- Relator(a)
- Ministro Herman Benjamin
- Órgão julgador
- Segunda Turma
- Data do julgamento
- 16/03/2017
- Data de publicação
- 24/04/2017
STJ – Acórdão, Rel. Ministro Herman Benjamin, Segunda Turma, j. 16/03/2017, p. 24/04/2017
ADMINISTRATIVO E CONSTITUCIONAL. MILITAR NÃO ESTÁVEL. LICENCIAMENTO EX OFFICIO A BEM DA DISCIPLINA. NECESSIDADE DE INSTAURAÇÃO DE SINDICÂNCIA. AMPLA DEFESA NÃO ASSEGURADA. DEVER DE INDENIZAR. NEXO CAUSAL ENTRE CONDUTA E DANO. QUANTUM INDENIZATÓRIO. VERIFICAÇÃO. IMPOSSIBILIDADE. SÚMULA 7/STJ. 1. Cinge-se a controvérsia ao licenciamento de militar não estável das fileiras do Exército, a bem da disciplina, no dia 28 de março de 2000, sem sindicância ou processo administrativo disciplinar para oportunizar o exercício da ampla defesa e do contraditório. 2. O STJ orienta-se no sentido de que o militar não estável poderá ser licenciado, a bem da disciplina, sem prévio processo administrativo disciplinar, bastando, para tanto, sindicância em que seja assegurada a ampla defesa e o contraditório. 3. Na hipótese em exame, o Tribunal de origem consignou que, "segundo análise feita das provas colacionadas aos autos, vislumbra-se que não foi instaurada a sindicância para apuração de infração, inquérito administrativo ou processo disciplinar militar.

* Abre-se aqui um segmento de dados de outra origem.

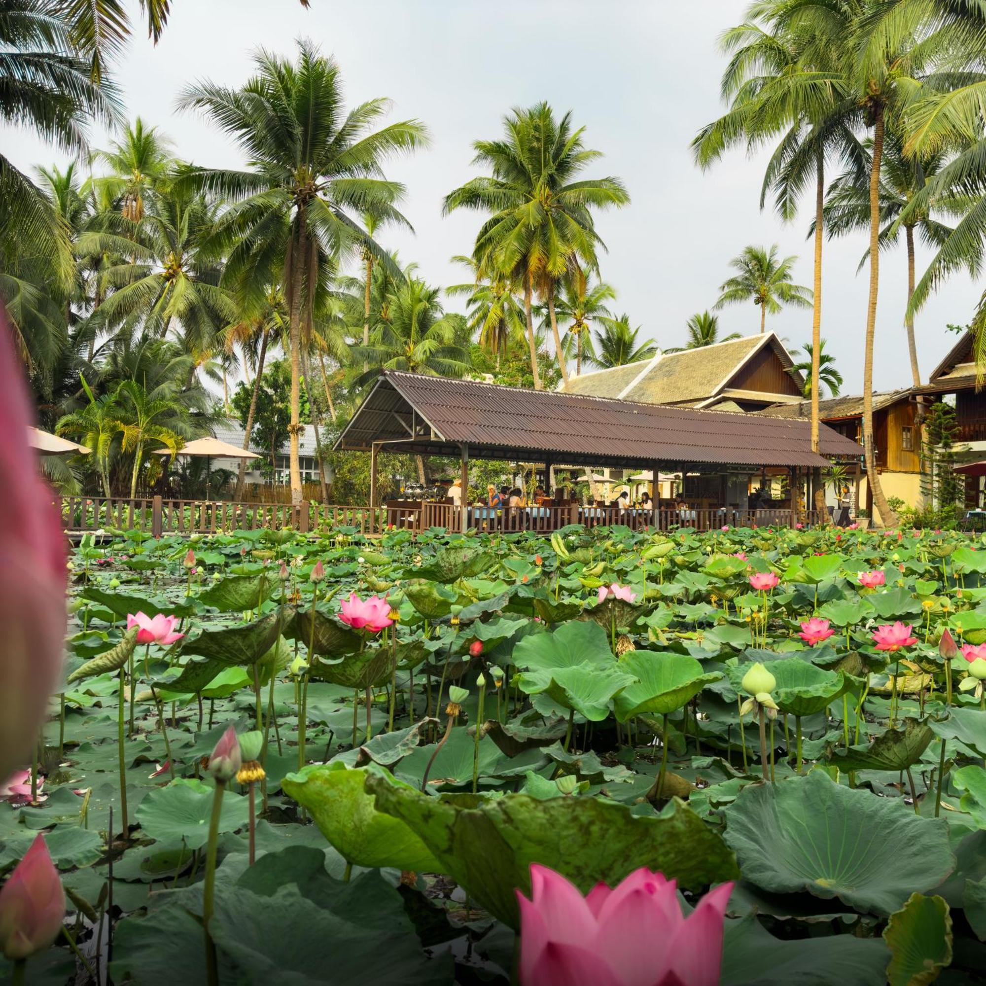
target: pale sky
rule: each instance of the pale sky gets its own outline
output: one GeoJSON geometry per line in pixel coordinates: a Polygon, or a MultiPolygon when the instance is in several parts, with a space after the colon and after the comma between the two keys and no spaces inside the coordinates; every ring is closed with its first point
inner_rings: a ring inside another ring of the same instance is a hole
{"type": "MultiPolygon", "coordinates": [[[[294,39],[313,38],[339,61],[346,94],[355,104],[374,97],[393,101],[390,119],[416,117],[432,146],[393,162],[389,177],[407,185],[404,213],[415,235],[385,231],[383,243],[401,260],[417,261],[429,281],[461,281],[450,262],[469,252],[480,217],[443,218],[441,202],[477,174],[471,142],[499,136],[501,117],[515,106],[547,100],[559,112],[574,110],[586,143],[605,153],[592,174],[619,176],[631,203],[600,214],[608,246],[605,280],[617,290],[617,312],[627,312],[643,336],[680,345],[689,316],[710,308],[729,276],[728,262],[748,244],[777,243],[796,253],[796,280],[811,284],[810,215],[785,226],[759,209],[765,156],[732,152],[703,174],[692,162],[695,131],[719,115],[724,57],[717,37],[742,19],[745,0],[175,0],[161,43],[154,47],[138,24],[116,66],[131,117],[157,124],[177,154],[205,166],[242,164],[233,144],[200,117],[177,114],[176,97],[187,82],[210,79],[237,86],[250,74],[258,45],[290,54],[294,39]]],[[[137,3],[131,4],[140,21],[137,3]]],[[[6,153],[22,168],[64,163],[34,135],[2,132],[6,153]]],[[[94,134],[102,146],[105,133],[94,134]]],[[[810,210],[808,201],[805,208],[810,210]]],[[[856,273],[865,238],[826,242],[822,336],[846,378],[844,392],[862,386],[868,275],[856,273]]],[[[928,254],[918,258],[919,272],[928,254]]],[[[881,259],[875,386],[910,383],[902,325],[903,249],[881,259]]],[[[952,344],[949,322],[969,320],[977,290],[953,278],[918,317],[924,379],[952,344]]],[[[455,308],[456,304],[450,304],[455,308]]],[[[723,334],[759,329],[751,303],[721,313],[723,334]]],[[[810,338],[810,310],[768,318],[789,348],[810,338]]]]}

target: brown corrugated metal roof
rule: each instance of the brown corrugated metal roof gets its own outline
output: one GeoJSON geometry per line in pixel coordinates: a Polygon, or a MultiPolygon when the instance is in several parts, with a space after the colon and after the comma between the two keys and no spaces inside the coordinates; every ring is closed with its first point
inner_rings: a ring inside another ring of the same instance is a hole
{"type": "MultiPolygon", "coordinates": [[[[555,461],[644,465],[821,466],[808,421],[528,390],[468,380],[385,372],[335,445],[442,455],[460,443],[475,458],[545,454],[555,461]],[[413,431],[413,436],[412,436],[413,431]]],[[[822,455],[856,458],[863,450],[821,428],[822,455]]]]}

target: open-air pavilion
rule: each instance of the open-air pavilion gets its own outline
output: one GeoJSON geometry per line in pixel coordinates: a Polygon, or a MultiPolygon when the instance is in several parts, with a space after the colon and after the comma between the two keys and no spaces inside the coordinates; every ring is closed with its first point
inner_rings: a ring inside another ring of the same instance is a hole
{"type": "MultiPolygon", "coordinates": [[[[857,465],[863,449],[831,428],[819,427],[819,453],[810,447],[810,422],[742,413],[640,404],[550,390],[500,387],[468,380],[385,371],[335,444],[335,451],[371,456],[371,506],[378,500],[381,451],[455,456],[461,470],[461,499],[392,501],[387,523],[410,529],[554,530],[568,524],[681,526],[788,525],[818,520],[800,512],[797,491],[807,496],[831,461],[857,465]],[[543,462],[552,466],[647,469],[708,478],[711,495],[680,505],[657,496],[647,510],[600,503],[580,504],[557,495],[544,505],[493,509],[470,496],[470,459],[543,462]],[[792,491],[784,509],[757,509],[749,489],[759,475],[783,475],[792,491]]],[[[810,502],[808,499],[806,502],[810,502]]]]}

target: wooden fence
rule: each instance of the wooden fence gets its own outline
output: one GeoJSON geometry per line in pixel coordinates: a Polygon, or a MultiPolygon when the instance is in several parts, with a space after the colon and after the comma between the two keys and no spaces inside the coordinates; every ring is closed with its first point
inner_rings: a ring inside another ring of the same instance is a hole
{"type": "MultiPolygon", "coordinates": [[[[88,533],[116,528],[146,530],[155,537],[166,534],[233,533],[237,530],[274,530],[292,528],[309,533],[321,528],[354,528],[360,533],[377,534],[385,529],[419,533],[430,528],[461,530],[462,511],[447,503],[392,501],[386,507],[344,507],[303,501],[297,506],[274,503],[233,503],[223,500],[170,500],[160,496],[124,497],[67,496],[61,499],[62,525],[69,533],[88,533]]],[[[806,526],[817,523],[810,515],[806,526]]],[[[660,510],[657,518],[649,510],[619,507],[582,507],[579,504],[551,507],[470,507],[469,528],[511,532],[530,530],[550,533],[570,524],[587,528],[622,524],[634,530],[672,530],[692,528],[718,530],[722,528],[787,528],[792,526],[787,510],[660,510]]]]}

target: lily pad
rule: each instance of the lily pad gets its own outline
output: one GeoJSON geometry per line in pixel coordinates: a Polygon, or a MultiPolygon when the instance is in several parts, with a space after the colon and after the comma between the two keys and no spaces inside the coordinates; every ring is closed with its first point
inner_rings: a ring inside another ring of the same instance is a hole
{"type": "Polygon", "coordinates": [[[441,872],[513,928],[519,923],[516,890],[529,894],[534,862],[584,893],[600,880],[615,886],[642,863],[692,889],[738,872],[722,838],[676,799],[660,815],[646,817],[599,798],[431,798],[383,777],[368,777],[367,791],[376,796],[378,810],[420,836],[441,872]]]}
{"type": "Polygon", "coordinates": [[[944,818],[923,818],[899,799],[851,790],[820,770],[747,785],[724,811],[744,879],[765,890],[808,890],[892,914],[955,866],[944,818]]]}

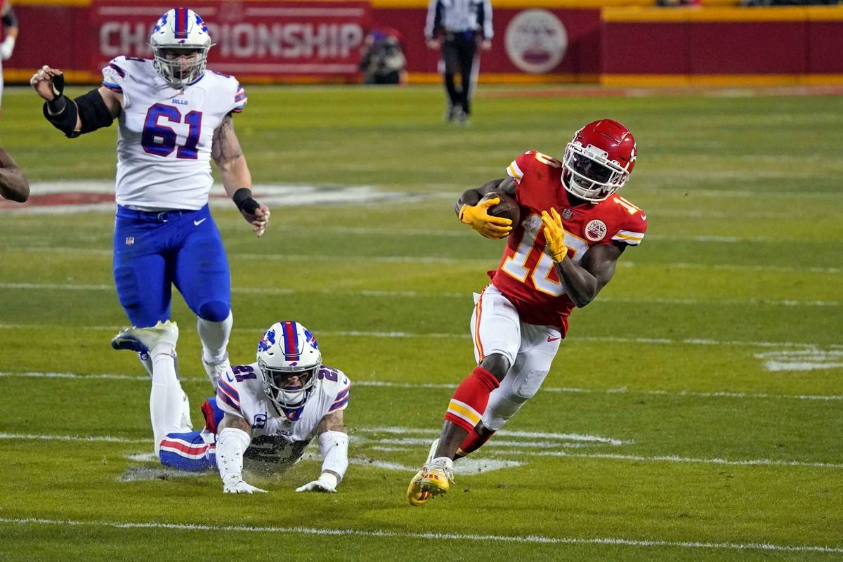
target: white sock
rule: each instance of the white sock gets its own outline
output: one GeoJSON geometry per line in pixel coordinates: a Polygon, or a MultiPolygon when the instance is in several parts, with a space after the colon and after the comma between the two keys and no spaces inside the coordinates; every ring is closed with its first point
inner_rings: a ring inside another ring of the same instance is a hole
{"type": "Polygon", "coordinates": [[[153,424],[155,456],[161,440],[168,433],[181,429],[182,401],[185,394],[175,375],[175,350],[158,344],[150,352],[153,361],[153,386],[149,392],[149,418],[153,424]]]}
{"type": "Polygon", "coordinates": [[[231,335],[231,326],[234,324],[234,318],[231,312],[222,322],[196,318],[196,331],[202,342],[202,359],[206,363],[218,363],[228,357],[226,348],[228,346],[228,336],[231,335]]]}
{"type": "Polygon", "coordinates": [[[149,356],[148,353],[141,353],[141,352],[138,352],[137,358],[141,360],[141,365],[143,366],[143,368],[146,369],[147,372],[149,373],[149,376],[152,377],[153,376],[153,358],[149,356]],[[145,357],[145,359],[144,359],[144,357],[145,357]]]}
{"type": "Polygon", "coordinates": [[[448,470],[454,470],[454,461],[449,457],[437,457],[431,461],[431,463],[439,464],[448,470]]]}

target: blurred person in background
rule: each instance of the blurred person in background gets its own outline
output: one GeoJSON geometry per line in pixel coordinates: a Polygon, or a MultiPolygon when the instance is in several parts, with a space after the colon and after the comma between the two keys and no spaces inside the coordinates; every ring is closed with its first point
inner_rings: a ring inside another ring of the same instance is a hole
{"type": "Polygon", "coordinates": [[[392,28],[372,29],[363,44],[360,70],[367,84],[406,83],[407,60],[401,48],[401,35],[392,28]]]}
{"type": "Polygon", "coordinates": [[[3,148],[0,148],[0,195],[19,203],[30,198],[30,183],[26,181],[24,170],[3,148]]]}
{"type": "Polygon", "coordinates": [[[14,42],[18,40],[18,17],[8,0],[3,0],[0,8],[0,21],[3,22],[3,40],[0,43],[0,101],[3,99],[3,61],[8,61],[14,51],[14,42]]]}
{"type": "MultiPolygon", "coordinates": [[[[46,100],[44,116],[69,138],[118,119],[114,279],[132,324],[170,317],[175,286],[196,315],[201,361],[216,387],[229,367],[234,323],[231,276],[208,209],[210,161],[244,218],[260,237],[269,208],[252,198],[252,178],[232,115],[246,93],[232,76],[206,72],[211,37],[193,10],[173,8],[149,40],[154,60],[118,56],[102,85],[70,99],[62,71],[44,66],[30,80],[46,100]]],[[[152,374],[149,355],[139,351],[152,374]]],[[[186,400],[186,395],[185,395],[186,400]]]]}
{"type": "Polygon", "coordinates": [[[480,73],[478,45],[491,48],[491,3],[489,0],[430,0],[424,36],[427,46],[442,50],[443,78],[448,105],[445,120],[468,123],[470,99],[480,73]],[[460,77],[459,88],[454,76],[460,77]]]}

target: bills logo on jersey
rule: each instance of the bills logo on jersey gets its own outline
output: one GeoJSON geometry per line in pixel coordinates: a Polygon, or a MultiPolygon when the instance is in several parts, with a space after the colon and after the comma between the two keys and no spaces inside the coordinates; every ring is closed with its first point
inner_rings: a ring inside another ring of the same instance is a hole
{"type": "Polygon", "coordinates": [[[266,330],[263,336],[260,337],[260,341],[258,342],[258,351],[266,351],[269,348],[272,347],[275,344],[275,330],[269,329],[266,330]]]}
{"type": "Polygon", "coordinates": [[[252,422],[252,429],[263,429],[266,427],[266,415],[255,414],[255,421],[252,422]]]}
{"type": "Polygon", "coordinates": [[[585,225],[585,237],[592,242],[599,242],[606,236],[606,223],[599,218],[585,225]]]}

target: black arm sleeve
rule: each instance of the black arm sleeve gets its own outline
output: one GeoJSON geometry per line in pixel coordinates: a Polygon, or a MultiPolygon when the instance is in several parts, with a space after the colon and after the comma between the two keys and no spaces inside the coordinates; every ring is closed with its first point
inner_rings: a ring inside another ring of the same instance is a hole
{"type": "Polygon", "coordinates": [[[8,11],[0,18],[4,27],[18,27],[18,16],[14,14],[14,8],[9,7],[8,11]]]}
{"type": "MultiPolygon", "coordinates": [[[[55,104],[56,100],[50,102],[50,104],[55,104]]],[[[67,100],[64,110],[57,115],[50,115],[48,104],[45,103],[44,116],[54,127],[63,132],[67,138],[76,138],[86,132],[107,127],[114,122],[111,112],[97,88],[80,95],[72,101],[67,100]],[[82,122],[80,131],[74,131],[77,116],[82,122]]]]}

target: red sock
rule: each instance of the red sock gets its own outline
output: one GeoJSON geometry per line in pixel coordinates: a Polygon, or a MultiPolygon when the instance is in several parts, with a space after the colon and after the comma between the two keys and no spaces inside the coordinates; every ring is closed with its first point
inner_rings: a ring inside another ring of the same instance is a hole
{"type": "MultiPolygon", "coordinates": [[[[486,431],[488,431],[488,430],[486,431]]],[[[474,452],[483,447],[486,442],[491,439],[491,436],[493,435],[495,435],[495,431],[488,431],[488,433],[486,433],[482,436],[477,435],[477,432],[475,431],[469,431],[469,434],[465,436],[465,440],[463,441],[463,444],[457,449],[456,458],[462,458],[470,452],[474,452]]]]}
{"type": "Polygon", "coordinates": [[[445,420],[466,431],[472,431],[483,417],[486,406],[489,404],[489,394],[499,384],[493,374],[481,367],[475,367],[454,391],[454,398],[445,412],[445,420]]]}

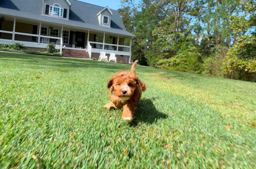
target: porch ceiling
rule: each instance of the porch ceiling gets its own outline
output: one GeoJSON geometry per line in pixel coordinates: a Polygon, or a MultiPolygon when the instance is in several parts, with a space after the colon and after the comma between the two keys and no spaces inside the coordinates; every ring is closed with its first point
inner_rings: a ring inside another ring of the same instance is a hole
{"type": "MultiPolygon", "coordinates": [[[[5,16],[5,20],[6,21],[13,21],[14,20],[14,18],[13,17],[5,16]]],[[[36,21],[34,20],[31,20],[23,19],[23,18],[16,18],[16,22],[31,24],[32,25],[39,25],[40,24],[40,22],[39,21],[36,21]]],[[[48,23],[48,22],[41,22],[41,26],[43,26],[43,27],[44,26],[44,27],[48,27],[50,26],[51,26],[54,28],[58,28],[58,29],[62,28],[62,25],[60,25],[59,24],[48,23]]],[[[75,27],[73,26],[63,26],[63,29],[65,30],[80,31],[80,32],[86,32],[86,33],[88,33],[88,29],[86,29],[85,28],[77,28],[77,27],[75,27]]],[[[95,30],[90,30],[90,34],[99,34],[99,35],[103,35],[104,32],[101,31],[97,31],[95,30]]],[[[117,37],[118,36],[118,34],[106,32],[105,33],[105,35],[113,36],[114,37],[117,37]]],[[[119,37],[121,38],[131,37],[125,36],[121,35],[119,35],[119,37]]]]}

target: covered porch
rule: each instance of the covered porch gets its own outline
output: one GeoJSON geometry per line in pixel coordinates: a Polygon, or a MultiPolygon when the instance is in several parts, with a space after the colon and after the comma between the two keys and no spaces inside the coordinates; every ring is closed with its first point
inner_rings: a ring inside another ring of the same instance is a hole
{"type": "Polygon", "coordinates": [[[4,16],[0,23],[0,44],[19,43],[27,48],[46,50],[49,43],[63,49],[85,51],[90,58],[101,51],[129,57],[132,37],[54,23],[4,16]]]}

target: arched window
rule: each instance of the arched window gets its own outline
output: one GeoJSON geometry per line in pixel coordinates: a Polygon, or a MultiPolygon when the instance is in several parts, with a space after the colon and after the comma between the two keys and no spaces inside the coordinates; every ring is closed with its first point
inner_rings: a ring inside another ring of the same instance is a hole
{"type": "Polygon", "coordinates": [[[63,8],[61,7],[60,5],[55,4],[53,6],[50,6],[49,14],[52,15],[63,17],[63,8]]]}

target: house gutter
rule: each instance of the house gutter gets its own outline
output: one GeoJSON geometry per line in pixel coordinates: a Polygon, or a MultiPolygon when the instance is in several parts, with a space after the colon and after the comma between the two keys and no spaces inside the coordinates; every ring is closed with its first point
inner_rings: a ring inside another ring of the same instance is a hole
{"type": "MultiPolygon", "coordinates": [[[[94,30],[94,31],[96,31],[100,32],[103,32],[103,33],[108,32],[108,33],[115,34],[115,33],[114,33],[114,32],[109,32],[109,31],[107,31],[99,30],[98,30],[98,29],[91,29],[91,28],[86,28],[86,27],[82,27],[78,26],[76,26],[76,25],[74,25],[67,24],[65,24],[65,23],[56,23],[56,22],[49,22],[49,21],[46,21],[45,20],[36,20],[36,19],[31,19],[31,18],[28,18],[24,17],[10,15],[8,15],[8,14],[2,14],[2,13],[0,13],[0,14],[1,14],[1,15],[6,15],[6,16],[10,16],[10,17],[16,17],[16,18],[26,19],[30,20],[32,20],[32,21],[39,21],[39,22],[47,22],[47,23],[52,23],[58,24],[60,24],[61,25],[63,25],[63,26],[66,25],[66,26],[72,26],[72,27],[79,28],[82,28],[82,29],[90,29],[90,30],[94,30]]],[[[50,16],[49,16],[49,17],[50,17],[50,16]]],[[[60,19],[60,18],[57,18],[57,19],[60,19]]],[[[112,28],[112,29],[115,29],[115,28],[112,28]]],[[[127,31],[127,32],[129,32],[127,31]]],[[[116,34],[119,34],[119,35],[124,35],[124,36],[129,37],[136,37],[136,36],[133,35],[132,33],[131,33],[131,34],[132,34],[132,35],[125,35],[125,34],[122,34],[122,33],[116,33],[116,34]]]]}

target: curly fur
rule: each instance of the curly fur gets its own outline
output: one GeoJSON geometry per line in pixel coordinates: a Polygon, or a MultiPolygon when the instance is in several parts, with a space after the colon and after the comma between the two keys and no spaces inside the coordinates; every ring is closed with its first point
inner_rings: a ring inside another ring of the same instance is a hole
{"type": "Polygon", "coordinates": [[[132,66],[132,71],[121,71],[116,73],[108,82],[108,88],[110,88],[109,98],[111,102],[104,107],[111,107],[117,109],[123,107],[122,119],[127,122],[133,120],[134,112],[140,97],[142,91],[146,90],[145,83],[139,79],[135,72],[135,61],[132,66]],[[127,93],[124,94],[123,91],[127,93]]]}

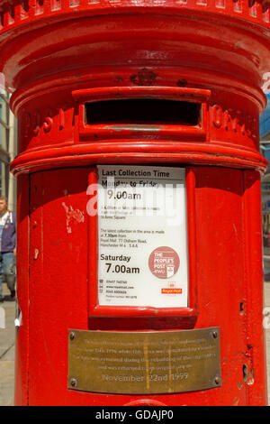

O termo de inquirição não observou o devido processo legal, o contraditório e a ampla defesa, com demonstração de prejuízos à defesa do militar". Desse modo, não há como afastar a nulidade do ato do licenciamento compulsório do autor. 4. A Corte a quo, com base na análise do contexto fático-probatório dos autos, reconheceu a existência do nexo de causalidade para a imputação da responsabilidade do ente público, considerando devida a indenização pleiteada. A revisão desse entendimento demanda nova análise dos elementos fático-probatórios dos autos, o que esbarra no óbice da Súmula 7/STJ. 5. Em relação ao quantum indenizatório, o Tribunal de origem, dadas as peculiaridades do caso, fixou a indenização por dano moral no montante de R$ 5.000,00 (cinco mil reais). 6. O STJ consolidou orientação de que a revisão do valor da indenização somente é possível quando exorbitante ou insignificante a importância arbitrada, em flagrante violação dos princípios da razoabilidade e da proporcionalidade, o que não é o caso dos autos. 7. Recurso Especial não provido. (REsp n. 1.651.677/SP, relator Ministro Herman Benjamin, Segunda Turma, julgado em 16/3/2017, DJe de 24/4/2017.)